Toto was not good. He dug up the green shoots in Uncle Henry's fields. He tore down the washing from the clothesline into the mud. Once in the lane, he bit through the sleeve of Dorothy's only coat and tried to drag her with him, away.
"We can't go back, Toto," she said, stroking the rough gray hair of his terrier head.
She began to see him less and less. Sometimes he disappeared for days at a time.
Then one day, in late afternoon, Dorothy walked back from school hugging her books, head down. Aunty Em was at the stove, slamming pots, loud as she could.
"Good day, Dorothy?"
"Yes, Ma'am."
"What did you study, child?"
"Sub… subtraction."
"Hmmm."
They heard a bark.
"That dog. Back again."
Aunty Em wiped her hands on her apron and opened the door.
The earth was soft, muddy, thawed. It was about four-thirty in the afternoon in late March, what had been a nice day, a sunset blur of orange and blue across a flat and featureless sky. Toto the dog sat waiting.
"We'll have to try to catch him," said Aunty Em. She swept her coat on in one motion and put on gloves and took a rope. Dorothy followed, not wanting Toto hurt.
They opened the door again, and Toto had not run away. He was still there, at the end of the yard, waiting beside one of Aunty Em's dead flowerbeds. He barked as if to say: Here.
"What's he brought with him this time?" said Aunty Em, striding.
He had dug something up. He waited over it, eyes fixed on Aunty Em.
Aunty Em suddenly gave a kind of coughing, stricken cry. Her hand went to her throat, and she dropped the rope. Dorothy knew then that Toto had done something terrible.
Aunty Em broke into a run. "Horrible, horrible animal! Horrible, horrible dog!" she said, sounding as if she were coughing. She ran toward him, trying to pick up a handful of mud, to throw at him. She slipped onto her knees and kept sliding toward the thing from out of the ground.
"Rob Roy," cried Aunty Em, sobbing. "Oh, Robbie! Rob Roy!"

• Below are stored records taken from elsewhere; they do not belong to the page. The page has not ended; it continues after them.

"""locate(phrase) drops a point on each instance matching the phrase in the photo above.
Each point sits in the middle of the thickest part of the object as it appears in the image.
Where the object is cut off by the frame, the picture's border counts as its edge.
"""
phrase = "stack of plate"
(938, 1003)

Toto barked at her, just out of reach. He ran around her, bouncing furiously.
Toto had dug up the corpse of another dog. Dorothy walked up next to her aunt and stood watching.
"Toto, stop," she said weakly.
There was bone with some wet and bedraggled fur still clinging to it, and hollow eyes, and a doggy smile full of teeth, a large skeleton with some skin still attached, a long, big corpse of a huge long-haired animal.

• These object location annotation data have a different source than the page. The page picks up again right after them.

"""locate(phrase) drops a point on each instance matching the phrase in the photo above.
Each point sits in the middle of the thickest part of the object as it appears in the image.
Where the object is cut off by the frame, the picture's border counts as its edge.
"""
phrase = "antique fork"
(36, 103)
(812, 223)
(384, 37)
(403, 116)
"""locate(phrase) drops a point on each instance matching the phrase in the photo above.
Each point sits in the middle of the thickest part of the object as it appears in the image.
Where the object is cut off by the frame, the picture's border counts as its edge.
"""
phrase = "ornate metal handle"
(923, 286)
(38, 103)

Aunty Em knelt in the mud, sobbing, covering her face.
Raf raf, raf raf, said Toto. He came hopping toward Emma. He was small and fierce and full of hate. You see, you see? Toto seemed to say. You had one too.
"Toto. Leave her alone," whispered Dorothy.
Aunty Em spun around and grabbed Dorothy and shook her, thick spittle clogging her lips, gray eyes wild. "Look at it! Look at it!" she demanded. "See it? See it? That's death. That's what your mother looks like now, in the ground."